My Insider post this week covered seven prospect-laden minor league rosters, which went up after Eric Longenhagen identified the Opening Day assignments for all 300 prospects in my thirty team top 10s. This week’s Klawchat transcript, full of “small sample size” questions, is up as well.
And now, the links…
- Orphan Black, one of the best shows on television, is back tonight with the first episode of season 3. The New Yorker has a history-cum-review of the series that points out that it’s one of the few shows on TV that provides a quality leading role for a woman.
- Security expert Bruce Schneier MLB metal detectors are a waste of time. Schneier’s been shouting into the void for years about how our reactions to real or imagined threats of terrorism are usually ineffective and sometimes harmful.
- New Republic‘s informative history of the Hot Take. ESPN comes in for a little bit of blame in there.
- A vaccine denier mom writes – from quarantine – how she realized she was an idiot when her whole family caught whooping cough.

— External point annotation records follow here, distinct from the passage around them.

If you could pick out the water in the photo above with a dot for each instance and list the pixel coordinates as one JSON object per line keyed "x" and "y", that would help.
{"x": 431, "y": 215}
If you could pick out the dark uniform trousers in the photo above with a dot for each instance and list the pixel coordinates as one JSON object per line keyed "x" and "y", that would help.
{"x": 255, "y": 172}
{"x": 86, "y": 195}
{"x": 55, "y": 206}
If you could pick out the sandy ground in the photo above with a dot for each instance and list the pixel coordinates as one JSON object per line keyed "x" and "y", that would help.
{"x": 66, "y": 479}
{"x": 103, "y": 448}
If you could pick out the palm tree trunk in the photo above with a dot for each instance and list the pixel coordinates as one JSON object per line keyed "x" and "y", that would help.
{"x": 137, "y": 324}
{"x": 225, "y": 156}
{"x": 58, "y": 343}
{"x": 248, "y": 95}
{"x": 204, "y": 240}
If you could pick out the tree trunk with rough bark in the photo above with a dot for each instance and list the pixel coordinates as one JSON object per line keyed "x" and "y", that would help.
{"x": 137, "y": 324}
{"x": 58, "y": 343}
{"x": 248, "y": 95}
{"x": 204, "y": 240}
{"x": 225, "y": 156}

- How should journalists cover quacks like the FoodBabe in a fair, ethical manner? I don’t see a quandary here: Present the facts, and if that paints the subject in a bad light, so be it.
- Self-styled “free range” parents arrested *again* in Maryland for leaving their kids unsupervised well away from the house. They’re invoking the same “parental rights” nonsense that vaccine deniers try to use, but you can’t put your kids at risk (and, in this case, violate the law, which is very clear on what’s not permitted) in the name of some vague freedom.

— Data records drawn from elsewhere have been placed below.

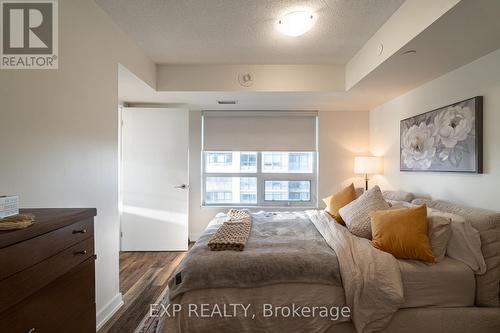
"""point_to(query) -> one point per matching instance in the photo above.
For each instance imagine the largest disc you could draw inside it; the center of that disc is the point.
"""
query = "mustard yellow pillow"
(403, 233)
(338, 200)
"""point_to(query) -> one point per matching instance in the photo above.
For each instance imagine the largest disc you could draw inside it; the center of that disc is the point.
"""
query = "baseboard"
(193, 237)
(109, 310)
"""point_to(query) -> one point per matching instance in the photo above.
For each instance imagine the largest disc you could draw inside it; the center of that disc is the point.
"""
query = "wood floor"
(143, 277)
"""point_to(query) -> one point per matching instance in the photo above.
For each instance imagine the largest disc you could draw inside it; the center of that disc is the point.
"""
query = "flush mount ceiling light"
(296, 23)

- From the Virginia Quarterly Review comes a piece on cooking, social media, and intellectual property rights in the kitchen, oddly titled “The Meringue War.”
- Why can a pharmacist invoke religion to refuse to fill a prescription? Shouldn’t we deny such people the right to become pharmacists or doctors?
- A roundtable on the state of barbecue in the U.S. Granted, that’s not the ideal set of six voices, but there are some solid insights and recommended Q joints in there.
- From the BBC: 9 psychological reasons we love lists. Only nine? My lists go to 100, so take that, John Bull.